When it comes to ransomware, beware of misleading statistics.
In its annual report, Cybermalveillance.gouv.fr does not present it that way, but invites readers to contextualize the volume of assistance requests from individuals. A number of those who consider themselves victims are actually facing a virus and/or a device malfunction, or even extortion-based scams.
Cyberharassment assistance requests triple among professional audiences
More broadly, the figures across all incident categories should be taken with caution, given the overlaps that can occur between them. Bank advisor fraud, for example, can stem from a virus infection or from the hacking of an email account.
Similarly, email account hacking is often at the root of transfer frauds. In the traditional scheme, the scammer identifies an outstanding invoice, impersonates the creditor, and cites a change of banking details.

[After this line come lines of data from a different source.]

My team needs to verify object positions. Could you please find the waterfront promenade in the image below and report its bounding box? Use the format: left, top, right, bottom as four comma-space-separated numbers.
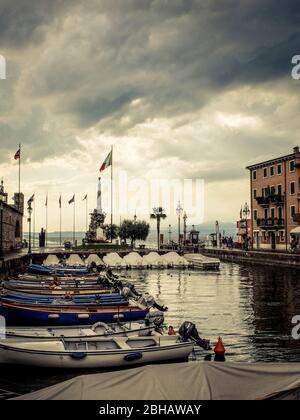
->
201, 248, 300, 269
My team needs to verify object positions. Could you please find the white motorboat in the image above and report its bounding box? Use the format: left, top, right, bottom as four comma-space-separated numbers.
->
4, 321, 155, 341
0, 335, 194, 369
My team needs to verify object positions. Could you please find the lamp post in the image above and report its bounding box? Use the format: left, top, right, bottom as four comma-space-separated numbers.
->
0, 193, 3, 258
243, 203, 250, 251
168, 225, 172, 245
176, 201, 183, 249
27, 200, 32, 254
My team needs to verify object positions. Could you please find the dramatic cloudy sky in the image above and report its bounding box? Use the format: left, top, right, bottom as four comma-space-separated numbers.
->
0, 0, 300, 230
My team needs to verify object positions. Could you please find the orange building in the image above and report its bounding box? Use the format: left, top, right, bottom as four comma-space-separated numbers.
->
247, 147, 300, 250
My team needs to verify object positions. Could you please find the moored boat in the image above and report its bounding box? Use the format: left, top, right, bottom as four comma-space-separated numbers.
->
0, 301, 149, 325
0, 335, 193, 369
4, 321, 156, 341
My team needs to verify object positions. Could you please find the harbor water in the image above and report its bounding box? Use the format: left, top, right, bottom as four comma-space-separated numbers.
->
0, 263, 300, 393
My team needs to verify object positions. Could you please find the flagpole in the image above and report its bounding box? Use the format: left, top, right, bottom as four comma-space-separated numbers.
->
85, 195, 88, 232
32, 193, 35, 248
19, 143, 21, 194
110, 146, 113, 242
73, 194, 75, 246
45, 193, 48, 248
59, 193, 61, 247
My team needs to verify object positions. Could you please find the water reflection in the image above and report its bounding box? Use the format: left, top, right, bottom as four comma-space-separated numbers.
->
0, 264, 300, 393
126, 264, 300, 362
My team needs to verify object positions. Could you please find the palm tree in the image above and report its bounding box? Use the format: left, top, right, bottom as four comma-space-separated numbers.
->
150, 207, 167, 251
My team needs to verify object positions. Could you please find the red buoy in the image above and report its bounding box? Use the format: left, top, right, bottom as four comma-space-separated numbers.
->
214, 337, 226, 355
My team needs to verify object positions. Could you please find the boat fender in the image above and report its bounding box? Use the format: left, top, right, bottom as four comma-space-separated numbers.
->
124, 352, 143, 362
70, 352, 87, 360
92, 322, 109, 332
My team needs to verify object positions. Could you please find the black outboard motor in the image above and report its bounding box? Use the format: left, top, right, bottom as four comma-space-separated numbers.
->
145, 311, 165, 329
178, 321, 211, 350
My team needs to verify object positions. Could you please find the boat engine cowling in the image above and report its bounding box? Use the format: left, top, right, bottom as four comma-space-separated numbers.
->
145, 311, 165, 329
178, 321, 211, 350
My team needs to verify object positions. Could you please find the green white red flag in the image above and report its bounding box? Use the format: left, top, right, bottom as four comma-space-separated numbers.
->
100, 150, 112, 172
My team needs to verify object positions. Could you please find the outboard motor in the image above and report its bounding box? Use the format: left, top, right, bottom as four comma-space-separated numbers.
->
145, 311, 165, 329
178, 321, 211, 350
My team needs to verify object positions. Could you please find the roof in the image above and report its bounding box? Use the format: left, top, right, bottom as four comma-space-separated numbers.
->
14, 362, 300, 401
246, 153, 295, 170
3, 201, 23, 215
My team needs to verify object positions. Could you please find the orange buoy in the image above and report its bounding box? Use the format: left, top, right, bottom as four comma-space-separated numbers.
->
214, 337, 226, 355
168, 325, 176, 335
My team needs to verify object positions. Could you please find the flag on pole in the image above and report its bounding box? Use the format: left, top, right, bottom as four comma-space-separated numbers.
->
14, 148, 21, 160
100, 150, 112, 172
69, 194, 75, 204
27, 194, 34, 205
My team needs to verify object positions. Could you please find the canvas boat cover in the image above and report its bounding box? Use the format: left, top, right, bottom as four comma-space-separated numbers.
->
66, 254, 85, 265
103, 252, 126, 267
14, 362, 300, 400
123, 252, 143, 265
162, 251, 189, 266
85, 254, 103, 265
143, 251, 166, 267
43, 254, 59, 266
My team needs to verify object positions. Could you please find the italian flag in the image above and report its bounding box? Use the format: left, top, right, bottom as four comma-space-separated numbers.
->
100, 150, 112, 172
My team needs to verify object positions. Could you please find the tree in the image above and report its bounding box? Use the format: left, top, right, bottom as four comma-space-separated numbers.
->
119, 220, 150, 247
150, 207, 167, 251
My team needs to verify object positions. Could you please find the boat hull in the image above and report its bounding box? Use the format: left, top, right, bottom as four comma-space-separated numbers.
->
0, 302, 149, 325
0, 343, 193, 369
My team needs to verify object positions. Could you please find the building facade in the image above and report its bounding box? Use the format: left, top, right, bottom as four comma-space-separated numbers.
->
0, 181, 24, 253
247, 147, 300, 251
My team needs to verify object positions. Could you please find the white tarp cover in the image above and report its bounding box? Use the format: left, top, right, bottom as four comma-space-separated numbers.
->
143, 251, 166, 267
103, 252, 126, 267
85, 254, 103, 265
162, 251, 188, 265
43, 255, 59, 265
66, 254, 85, 265
123, 252, 143, 265
11, 362, 300, 400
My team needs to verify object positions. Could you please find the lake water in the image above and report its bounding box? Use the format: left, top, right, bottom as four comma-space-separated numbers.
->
0, 263, 300, 393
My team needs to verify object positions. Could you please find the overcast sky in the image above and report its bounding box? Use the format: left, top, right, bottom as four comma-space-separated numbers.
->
0, 0, 300, 231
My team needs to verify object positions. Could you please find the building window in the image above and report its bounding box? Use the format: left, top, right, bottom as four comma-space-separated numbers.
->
15, 220, 21, 238
277, 184, 282, 195
277, 163, 282, 175
289, 160, 295, 172
290, 182, 296, 195
291, 206, 296, 217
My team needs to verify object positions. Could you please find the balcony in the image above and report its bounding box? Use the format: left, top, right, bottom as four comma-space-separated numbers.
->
293, 213, 300, 223
256, 194, 284, 207
256, 217, 284, 229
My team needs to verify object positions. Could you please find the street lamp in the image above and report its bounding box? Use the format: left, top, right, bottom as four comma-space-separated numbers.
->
27, 200, 33, 254
176, 201, 183, 249
243, 203, 250, 251
168, 225, 172, 245
0, 191, 3, 258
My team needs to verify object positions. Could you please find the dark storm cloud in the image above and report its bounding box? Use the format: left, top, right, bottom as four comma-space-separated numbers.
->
0, 0, 77, 49
0, 0, 300, 171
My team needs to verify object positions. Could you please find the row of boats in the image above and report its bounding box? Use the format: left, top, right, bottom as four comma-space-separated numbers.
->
0, 264, 210, 368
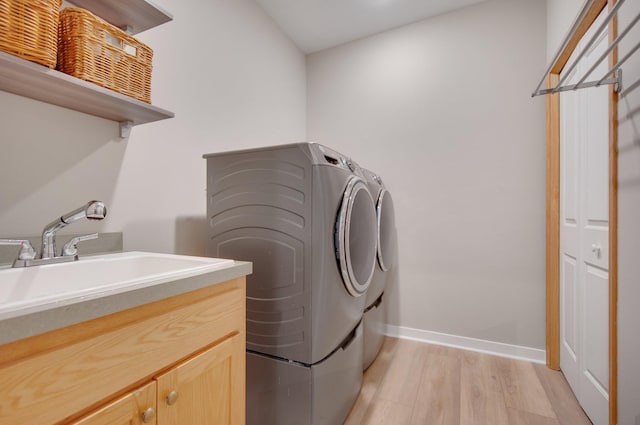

A variant involves diverting salaries. Cybermalveillance.gouv.fr says it observed, in the fourth quarter of 2025, a new development: targeting employers after previously opening an account in the victim’s name, following identity theft. This phenomenon appears to respond to the introduction, in October 2025, of an interbank system for automatic identity verification for all SEPA transfers.
In terms of assistance requests, ransomwares rank fourth among businesses and associations; third among local authorities and administrations. For these groups, online account hacking has become, in 2025, the main source of inquiries (20.9%). There was no notable evolution in the vectors of compromise. In parallel, the volume of requests for cyberharassment more than tripled.
The situation for businesses and associations :
For local authorities and administrations :
Un premier FIC des territoires et des passerelles avec les CSIRT régionaux
Of the roughly 500,000 assistance requests received in 2025, about 93% came from individuals (+47% year-on-year). By contrast, 6% were from businesses/associations (+73%) and 1% from local authorities/ administrations (+22%). By extrapolation, Cybermalveillance.gouv.fr states that 7 individuals out of 1,000 used the 17Cyber, for 3 businesses/associations out of 1,000 and 141 local authorities out of 1,000.
There were “on-the-ground” interventions with local authorities throughout the year. Notably, in May, the first InCyber Forum for territories, at Le Creusot (Saône-et-Loire). And, in October, a CyberTour—first of its kind—with five stops (Rennes, Périgueux, Lille, Rouen, Paris-La Défense). The majority took place in Île-de-France (72 out of 127). However, Cybermalveillance notes that the bulk (59%) of the roughly 11,500 people it estimates it has educated on these occasions “reside in the region.”
The much-discussed “scaling up” across the territories also manifested itself by integrating, into the 17Cyber support services, telephone guidance from regional CSIRTs for the management of first-level incidents. By the end of 2025, the CSIRTs of Nouvelle-Aquitaine, Occitanie, Réunion, Grand Est and the Caribbean were in the loop.